Question

Six cards and six envelopes are numbered $1,2,3,4,5,6$ and cards are to be placed in envelopes so that each envelope contains exactly one card and no card is placed in the envelope bearing the same number and moreover the card numbered$1$ is always placed in envelope numbered $2.$ Then the number of ways it can be done is

Answer 1

Derangement: A derangement is a permutation of the elements of a set, such that no element appears in its original position.
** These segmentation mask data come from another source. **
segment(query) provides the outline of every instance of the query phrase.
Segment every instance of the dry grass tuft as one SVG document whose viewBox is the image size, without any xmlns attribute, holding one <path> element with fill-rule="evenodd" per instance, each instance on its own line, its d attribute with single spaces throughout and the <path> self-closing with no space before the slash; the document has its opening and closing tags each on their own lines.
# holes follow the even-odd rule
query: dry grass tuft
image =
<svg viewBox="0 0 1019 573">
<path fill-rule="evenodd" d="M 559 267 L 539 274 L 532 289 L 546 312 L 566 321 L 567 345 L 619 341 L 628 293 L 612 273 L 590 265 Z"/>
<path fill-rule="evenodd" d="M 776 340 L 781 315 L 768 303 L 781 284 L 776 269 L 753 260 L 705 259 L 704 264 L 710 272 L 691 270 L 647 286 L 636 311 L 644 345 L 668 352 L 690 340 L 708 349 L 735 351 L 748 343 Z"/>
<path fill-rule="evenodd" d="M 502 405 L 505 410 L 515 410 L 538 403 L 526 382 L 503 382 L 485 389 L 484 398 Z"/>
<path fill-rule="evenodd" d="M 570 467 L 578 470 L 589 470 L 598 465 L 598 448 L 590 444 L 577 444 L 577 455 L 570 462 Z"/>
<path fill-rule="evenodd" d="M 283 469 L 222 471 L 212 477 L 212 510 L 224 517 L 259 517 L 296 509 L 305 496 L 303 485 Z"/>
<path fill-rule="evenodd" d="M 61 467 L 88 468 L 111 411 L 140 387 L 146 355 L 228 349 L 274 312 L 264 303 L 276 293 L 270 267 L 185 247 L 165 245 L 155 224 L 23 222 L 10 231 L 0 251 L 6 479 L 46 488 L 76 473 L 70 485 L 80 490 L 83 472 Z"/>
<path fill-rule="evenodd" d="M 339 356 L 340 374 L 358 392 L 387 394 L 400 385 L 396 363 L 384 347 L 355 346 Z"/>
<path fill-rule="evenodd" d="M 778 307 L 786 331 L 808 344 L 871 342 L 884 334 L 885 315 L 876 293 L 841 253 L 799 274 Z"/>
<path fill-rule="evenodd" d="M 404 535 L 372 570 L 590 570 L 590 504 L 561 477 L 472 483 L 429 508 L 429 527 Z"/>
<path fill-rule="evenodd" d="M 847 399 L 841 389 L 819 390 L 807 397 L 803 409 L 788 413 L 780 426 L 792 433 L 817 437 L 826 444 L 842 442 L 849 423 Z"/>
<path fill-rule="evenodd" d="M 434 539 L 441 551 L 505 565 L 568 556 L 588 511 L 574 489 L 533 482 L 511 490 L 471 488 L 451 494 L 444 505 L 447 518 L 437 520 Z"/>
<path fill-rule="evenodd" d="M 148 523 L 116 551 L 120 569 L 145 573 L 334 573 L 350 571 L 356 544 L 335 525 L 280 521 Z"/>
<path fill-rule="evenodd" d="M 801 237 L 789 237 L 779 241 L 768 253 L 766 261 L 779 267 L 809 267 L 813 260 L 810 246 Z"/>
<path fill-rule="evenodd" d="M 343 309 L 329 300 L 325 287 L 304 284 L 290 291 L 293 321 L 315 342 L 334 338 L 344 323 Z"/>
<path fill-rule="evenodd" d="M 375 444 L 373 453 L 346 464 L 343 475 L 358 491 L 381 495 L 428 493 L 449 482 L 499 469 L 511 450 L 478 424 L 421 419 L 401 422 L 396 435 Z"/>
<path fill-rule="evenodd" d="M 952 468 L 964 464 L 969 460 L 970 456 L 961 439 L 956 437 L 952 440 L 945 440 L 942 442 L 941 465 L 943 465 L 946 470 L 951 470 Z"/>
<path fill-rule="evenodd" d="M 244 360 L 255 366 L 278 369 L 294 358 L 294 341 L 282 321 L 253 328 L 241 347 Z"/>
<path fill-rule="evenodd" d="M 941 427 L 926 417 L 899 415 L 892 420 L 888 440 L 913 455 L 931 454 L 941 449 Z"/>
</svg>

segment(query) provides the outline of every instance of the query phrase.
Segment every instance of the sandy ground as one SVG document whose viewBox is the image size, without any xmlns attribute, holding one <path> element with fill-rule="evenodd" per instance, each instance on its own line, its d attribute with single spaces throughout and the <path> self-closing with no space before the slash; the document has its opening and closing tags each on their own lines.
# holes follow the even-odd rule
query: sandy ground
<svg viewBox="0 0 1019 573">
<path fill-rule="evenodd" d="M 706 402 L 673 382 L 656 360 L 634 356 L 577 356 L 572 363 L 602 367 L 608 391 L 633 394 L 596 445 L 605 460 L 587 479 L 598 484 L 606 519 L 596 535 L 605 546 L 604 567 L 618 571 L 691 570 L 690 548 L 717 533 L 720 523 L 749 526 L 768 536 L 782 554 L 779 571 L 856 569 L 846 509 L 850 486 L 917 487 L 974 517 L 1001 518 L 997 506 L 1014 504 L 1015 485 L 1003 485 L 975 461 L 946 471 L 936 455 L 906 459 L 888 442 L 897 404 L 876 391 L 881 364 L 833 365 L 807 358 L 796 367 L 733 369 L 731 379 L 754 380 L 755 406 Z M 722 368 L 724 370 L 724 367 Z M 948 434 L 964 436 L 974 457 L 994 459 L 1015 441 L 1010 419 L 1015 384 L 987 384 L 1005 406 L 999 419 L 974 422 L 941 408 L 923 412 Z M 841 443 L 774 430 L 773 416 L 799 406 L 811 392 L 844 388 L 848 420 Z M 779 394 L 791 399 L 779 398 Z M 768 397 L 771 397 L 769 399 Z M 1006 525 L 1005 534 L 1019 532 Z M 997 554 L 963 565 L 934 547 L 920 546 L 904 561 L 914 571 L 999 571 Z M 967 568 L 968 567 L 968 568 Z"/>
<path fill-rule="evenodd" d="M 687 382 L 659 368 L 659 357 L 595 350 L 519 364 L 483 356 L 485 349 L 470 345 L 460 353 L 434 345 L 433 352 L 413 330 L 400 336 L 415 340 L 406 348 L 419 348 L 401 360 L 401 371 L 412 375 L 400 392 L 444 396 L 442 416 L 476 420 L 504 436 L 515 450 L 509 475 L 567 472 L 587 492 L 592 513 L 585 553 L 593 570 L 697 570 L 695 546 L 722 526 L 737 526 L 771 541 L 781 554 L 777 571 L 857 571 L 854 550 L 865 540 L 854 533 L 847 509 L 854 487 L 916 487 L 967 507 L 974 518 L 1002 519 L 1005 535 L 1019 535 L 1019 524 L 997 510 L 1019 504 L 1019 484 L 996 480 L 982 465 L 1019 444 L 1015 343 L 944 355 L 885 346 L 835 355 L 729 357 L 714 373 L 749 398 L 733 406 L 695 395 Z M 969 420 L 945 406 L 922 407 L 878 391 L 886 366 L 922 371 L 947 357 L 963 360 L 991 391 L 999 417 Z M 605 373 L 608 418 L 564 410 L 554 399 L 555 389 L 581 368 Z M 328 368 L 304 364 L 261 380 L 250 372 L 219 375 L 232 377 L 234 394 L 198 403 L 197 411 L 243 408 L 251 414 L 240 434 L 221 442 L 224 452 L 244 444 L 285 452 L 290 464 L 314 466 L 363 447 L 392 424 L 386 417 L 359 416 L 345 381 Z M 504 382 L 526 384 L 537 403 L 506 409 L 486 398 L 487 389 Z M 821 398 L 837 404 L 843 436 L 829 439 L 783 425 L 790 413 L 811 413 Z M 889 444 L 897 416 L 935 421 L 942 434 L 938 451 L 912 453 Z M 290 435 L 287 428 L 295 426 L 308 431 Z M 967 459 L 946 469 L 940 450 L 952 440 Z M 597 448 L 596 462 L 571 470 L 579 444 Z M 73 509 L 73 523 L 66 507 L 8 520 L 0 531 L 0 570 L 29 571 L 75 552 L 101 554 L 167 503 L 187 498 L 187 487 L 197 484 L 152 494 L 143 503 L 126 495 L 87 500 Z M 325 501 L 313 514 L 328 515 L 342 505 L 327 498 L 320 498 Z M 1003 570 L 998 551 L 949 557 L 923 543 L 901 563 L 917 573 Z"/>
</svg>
The number of derangements of $6$

$$\begin{gathered} =6!(1–\frac{1}{1!}+\frac{1}{2!}–\frac{1}{3!}+\frac{1}{4!}–\frac{1}{5!}+\frac{1}{6!}) \\ =6!(1-1+\frac{1}{2}-\frac{1}{6}+\frac{1}{24}-\frac{1}{120}+\frac{1}{720}) \\ =720\left(\frac{360-120+30-6+1}{720}\right) \\ =360-120+30-6+1 \\ =265 \end{gathered}$$

Out of these derangements, there are five ways in which card numbered $1$ is going wrong.

So, when it is going in envelope numbered $2$,

then remaining number of ways are

$\frac{265}{5}=53$ ways.

Hence, the number of ways it can be done are $53$.